Berger conceptualised and drove the development of the Africa Media Matrix, the new home of the School as of 2006. He also initiated the New Media Lab at Rhodes and the Sol Plaatje Media Leadership Institute. In 2010, he oversaw the hosting of the 2nd World Journalism Education Congress at Rhodes University. He has secured five funded chairs in the School of Journalism. In 2000, he won a Fulbright scholarship to the USA to research "African journalism training in an age of globalization and the Internet". In 2001/2, he secured a Fulbright Alumni Initiative Award. In 2003, he oversaw the acquisition of the community newspaper Grocotts' Mail as a novel training platform for students and a service to the local community.
He has a PhD from Rhodes University (1989), and his research covers: media coverage of poverty; multi-media and new media issues; media policy issues; the impact of media training; South Africa's alternative press; African media and democracy; and race and the media.
His media experience includes editorship of New Era magazine and South weekly newspaper in Cape Town. He also set up Afravision - a television production/-distribution company based in London. In 2003, he was made an associate of the World Technology Network in recognition of his work in improving journalism on the continent through championing the annual Highway Africa conference, marking its 15th year in 2011.

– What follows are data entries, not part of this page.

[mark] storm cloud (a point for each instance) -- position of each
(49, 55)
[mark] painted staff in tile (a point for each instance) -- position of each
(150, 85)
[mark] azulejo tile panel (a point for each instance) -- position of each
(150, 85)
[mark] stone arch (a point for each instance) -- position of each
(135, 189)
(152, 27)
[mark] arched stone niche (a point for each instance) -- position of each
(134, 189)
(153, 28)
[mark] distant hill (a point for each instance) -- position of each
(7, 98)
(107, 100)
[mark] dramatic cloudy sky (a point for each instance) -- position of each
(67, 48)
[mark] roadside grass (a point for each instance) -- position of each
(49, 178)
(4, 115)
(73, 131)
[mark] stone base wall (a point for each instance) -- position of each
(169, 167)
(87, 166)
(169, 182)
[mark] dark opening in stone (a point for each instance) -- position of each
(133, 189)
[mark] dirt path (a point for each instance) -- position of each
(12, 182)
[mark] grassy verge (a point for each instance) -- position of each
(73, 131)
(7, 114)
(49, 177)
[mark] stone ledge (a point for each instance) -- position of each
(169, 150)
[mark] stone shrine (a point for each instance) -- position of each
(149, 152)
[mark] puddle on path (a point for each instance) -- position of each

Berger was appointed a fellow of the industry body, Print Media South Africa,
and was awarded the Nat
Nakasa prize by the SA National Editors Forum, Print Media SA and the
Nieman Foundation South Africa. He is convenor of the Mondi
Shanduka Newspaper Journalism Awards, and also serves as a judge on the
Caxton Newspapers Journalism Awards, and the Telkom
ICT Journalist of the Year Awards.
He speaks English and Afrikaans and is currently learning isiXhosa. He was jailed as a political prisoner (1980-1983), and later forced into exile (1985-1990).